Design and Synthesis of Novel Thiazolidine and Pyrrolidine Derivatives as DPP-IV Inhibitors
Poster Apr 24, 2007
Ramesh C. Gupta, Laxmikant Chhipa, A. B. Mandhare, Sunil S. Nadkarni, Deepa Joshi, Shital Zambad, Padmaja Pathak, Vijay C. Chauthaiwale and C. Dutt
With the rising prevalence of diabetes, new therapies that provide glucose control are needed. Although many medications are available, tight glucose control is still a challenge. Recently the incretin effect has been understood and the incretin hormones, glucose-dependent insulinotrophic polypeptide and glucagon-like peptide-1 (GLP-1), are investigated as well as their contribution to type 2 diabetes therapy.

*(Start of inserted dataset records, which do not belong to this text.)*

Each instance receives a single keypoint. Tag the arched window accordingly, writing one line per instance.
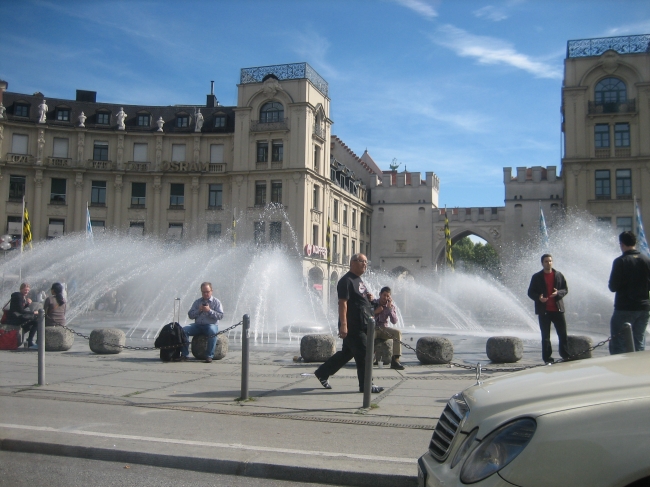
(271, 112)
(609, 93)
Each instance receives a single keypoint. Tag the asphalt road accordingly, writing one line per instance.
(32, 470)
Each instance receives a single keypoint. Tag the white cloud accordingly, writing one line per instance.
(491, 13)
(421, 7)
(488, 50)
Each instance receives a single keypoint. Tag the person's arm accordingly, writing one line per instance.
(343, 317)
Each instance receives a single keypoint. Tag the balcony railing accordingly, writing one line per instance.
(626, 106)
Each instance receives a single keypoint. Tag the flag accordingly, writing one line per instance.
(328, 237)
(641, 240)
(543, 232)
(448, 257)
(89, 227)
(27, 228)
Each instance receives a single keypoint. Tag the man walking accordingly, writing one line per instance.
(547, 288)
(206, 313)
(630, 280)
(355, 315)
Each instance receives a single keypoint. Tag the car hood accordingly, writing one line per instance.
(558, 387)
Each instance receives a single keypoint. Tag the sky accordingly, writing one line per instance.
(458, 87)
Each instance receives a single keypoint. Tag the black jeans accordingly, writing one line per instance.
(545, 320)
(354, 346)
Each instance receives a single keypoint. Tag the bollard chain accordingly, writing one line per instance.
(167, 347)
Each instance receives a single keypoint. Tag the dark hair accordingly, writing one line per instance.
(628, 239)
(57, 287)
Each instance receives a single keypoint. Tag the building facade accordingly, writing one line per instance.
(606, 126)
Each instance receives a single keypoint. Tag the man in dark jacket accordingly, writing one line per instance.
(547, 288)
(630, 280)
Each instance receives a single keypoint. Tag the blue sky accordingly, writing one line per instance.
(458, 87)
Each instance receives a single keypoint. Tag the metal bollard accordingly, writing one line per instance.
(628, 337)
(370, 358)
(41, 347)
(244, 357)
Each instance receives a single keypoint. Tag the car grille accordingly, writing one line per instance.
(447, 427)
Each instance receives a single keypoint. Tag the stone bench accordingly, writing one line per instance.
(576, 346)
(317, 348)
(58, 339)
(434, 350)
(384, 350)
(200, 344)
(504, 350)
(107, 340)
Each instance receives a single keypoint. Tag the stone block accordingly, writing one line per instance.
(200, 344)
(317, 348)
(504, 350)
(434, 350)
(107, 340)
(384, 350)
(576, 346)
(58, 339)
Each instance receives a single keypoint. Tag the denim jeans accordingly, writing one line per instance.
(193, 330)
(639, 322)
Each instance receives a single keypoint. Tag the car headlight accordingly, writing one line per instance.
(497, 450)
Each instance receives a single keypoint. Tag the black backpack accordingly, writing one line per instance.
(171, 334)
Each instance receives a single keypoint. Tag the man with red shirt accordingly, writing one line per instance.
(547, 288)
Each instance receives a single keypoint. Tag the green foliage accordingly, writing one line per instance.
(475, 257)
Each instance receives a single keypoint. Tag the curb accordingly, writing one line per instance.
(214, 465)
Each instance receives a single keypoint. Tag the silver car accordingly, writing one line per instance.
(582, 423)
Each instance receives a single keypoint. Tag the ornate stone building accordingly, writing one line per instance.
(606, 126)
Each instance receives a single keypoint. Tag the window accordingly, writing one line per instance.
(19, 144)
(176, 195)
(316, 196)
(624, 224)
(62, 114)
(16, 187)
(60, 147)
(275, 233)
(601, 135)
(57, 191)
(260, 193)
(603, 190)
(259, 232)
(138, 195)
(100, 151)
(21, 110)
(262, 151)
(314, 236)
(215, 195)
(216, 153)
(277, 153)
(623, 184)
(98, 193)
(214, 231)
(276, 192)
(622, 135)
(272, 112)
(103, 118)
(178, 152)
(144, 120)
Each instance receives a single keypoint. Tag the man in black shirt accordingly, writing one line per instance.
(630, 280)
(355, 313)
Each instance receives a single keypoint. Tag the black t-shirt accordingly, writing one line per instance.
(353, 289)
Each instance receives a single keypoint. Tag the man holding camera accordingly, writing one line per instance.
(206, 313)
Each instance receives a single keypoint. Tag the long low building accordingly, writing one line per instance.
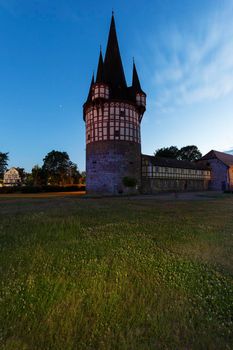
(165, 174)
(221, 165)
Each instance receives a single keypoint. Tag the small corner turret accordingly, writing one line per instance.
(139, 93)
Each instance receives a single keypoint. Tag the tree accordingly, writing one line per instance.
(3, 163)
(58, 168)
(22, 174)
(38, 176)
(190, 153)
(167, 152)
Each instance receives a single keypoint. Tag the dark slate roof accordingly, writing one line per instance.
(113, 68)
(110, 71)
(100, 70)
(174, 163)
(89, 93)
(225, 158)
(135, 81)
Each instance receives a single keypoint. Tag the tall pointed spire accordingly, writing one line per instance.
(135, 82)
(113, 68)
(90, 89)
(100, 70)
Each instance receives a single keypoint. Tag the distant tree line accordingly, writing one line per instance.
(188, 153)
(57, 170)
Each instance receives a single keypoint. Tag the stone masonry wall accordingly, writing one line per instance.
(107, 162)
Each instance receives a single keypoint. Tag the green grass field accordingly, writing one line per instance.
(116, 273)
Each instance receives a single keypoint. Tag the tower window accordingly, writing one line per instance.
(122, 114)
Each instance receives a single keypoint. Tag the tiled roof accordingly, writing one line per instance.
(225, 158)
(174, 163)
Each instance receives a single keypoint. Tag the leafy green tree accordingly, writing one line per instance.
(37, 176)
(167, 152)
(58, 168)
(190, 153)
(3, 163)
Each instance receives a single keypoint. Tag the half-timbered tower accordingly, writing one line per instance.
(112, 114)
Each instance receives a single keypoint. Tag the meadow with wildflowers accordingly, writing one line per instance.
(116, 273)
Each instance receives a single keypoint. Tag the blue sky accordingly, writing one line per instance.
(49, 48)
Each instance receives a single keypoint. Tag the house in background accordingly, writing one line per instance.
(221, 165)
(12, 178)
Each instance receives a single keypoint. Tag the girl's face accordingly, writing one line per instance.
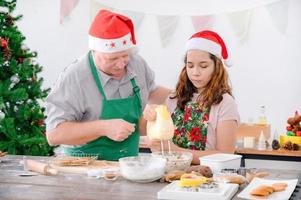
(199, 67)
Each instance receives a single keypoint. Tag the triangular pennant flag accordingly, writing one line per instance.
(95, 7)
(279, 14)
(66, 8)
(240, 22)
(137, 17)
(202, 22)
(167, 27)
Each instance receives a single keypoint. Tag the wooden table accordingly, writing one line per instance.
(269, 154)
(76, 186)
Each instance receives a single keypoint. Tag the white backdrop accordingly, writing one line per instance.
(267, 67)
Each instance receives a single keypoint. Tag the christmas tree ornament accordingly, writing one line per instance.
(9, 20)
(40, 122)
(15, 79)
(21, 131)
(275, 145)
(20, 60)
(4, 43)
(7, 54)
(2, 115)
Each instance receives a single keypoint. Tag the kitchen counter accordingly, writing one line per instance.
(76, 186)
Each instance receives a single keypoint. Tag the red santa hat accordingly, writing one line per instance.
(211, 42)
(111, 32)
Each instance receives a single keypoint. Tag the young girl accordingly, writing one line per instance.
(202, 106)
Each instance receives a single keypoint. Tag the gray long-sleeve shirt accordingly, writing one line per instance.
(75, 96)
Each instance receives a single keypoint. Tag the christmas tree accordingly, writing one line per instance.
(22, 128)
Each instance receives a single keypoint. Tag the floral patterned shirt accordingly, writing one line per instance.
(191, 126)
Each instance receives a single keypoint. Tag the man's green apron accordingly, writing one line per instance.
(128, 109)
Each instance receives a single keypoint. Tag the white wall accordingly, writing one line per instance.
(267, 68)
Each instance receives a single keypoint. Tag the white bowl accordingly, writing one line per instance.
(176, 160)
(220, 161)
(142, 168)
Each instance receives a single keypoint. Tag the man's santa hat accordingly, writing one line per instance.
(111, 32)
(211, 42)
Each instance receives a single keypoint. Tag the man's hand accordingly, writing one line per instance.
(118, 129)
(149, 113)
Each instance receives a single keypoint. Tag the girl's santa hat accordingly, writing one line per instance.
(211, 42)
(111, 32)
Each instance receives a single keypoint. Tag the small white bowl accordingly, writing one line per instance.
(176, 160)
(142, 168)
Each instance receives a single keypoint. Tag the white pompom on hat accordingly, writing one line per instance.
(211, 42)
(111, 32)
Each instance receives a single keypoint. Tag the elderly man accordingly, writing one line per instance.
(97, 102)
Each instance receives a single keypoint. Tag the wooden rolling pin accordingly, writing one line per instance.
(39, 167)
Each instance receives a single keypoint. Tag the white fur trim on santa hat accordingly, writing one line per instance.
(205, 45)
(111, 45)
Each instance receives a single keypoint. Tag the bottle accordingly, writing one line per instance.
(262, 120)
(261, 142)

GLP-1 is normally released by enteroendocrine L cells into the circulation after a meal to potentiate glucose clearance. However, its effects are short-lived as a result of rapid inactivation by Dipeptidyl peptidase-IV (DPP-IV). DPP-IV is a member of the prolyl oligopeptidase family of serine proteases. The potential for the use of DPP-IV inhibitors as treatments for type 2 diabetes has increased with positive clinical data on several DPP-IV inhibitors. Long-term treatment with DPP-IV inhibitors has been shown to reduce glycosylated hemoglobin levels, fasting plasma glucose levels, and postprandial glucose excursion and is well tolerated in patients with type 2 diabetes.
DPP-IV inhibitors have many advantages like increasing insulin release and suppressing glucagon release in a glucose-dependent manner hence they pose less of a hypoglycemia risk and no weight gain than that observed with other antihyperglycemic agents. To develop a novel potent DPP-IV inhibitors we have synthesized and evaluated DPP-IV inhibiting activity and selectivity of various compounds. All these results would facilitate further development of Novel drugs for treatment of type 2 diabetes.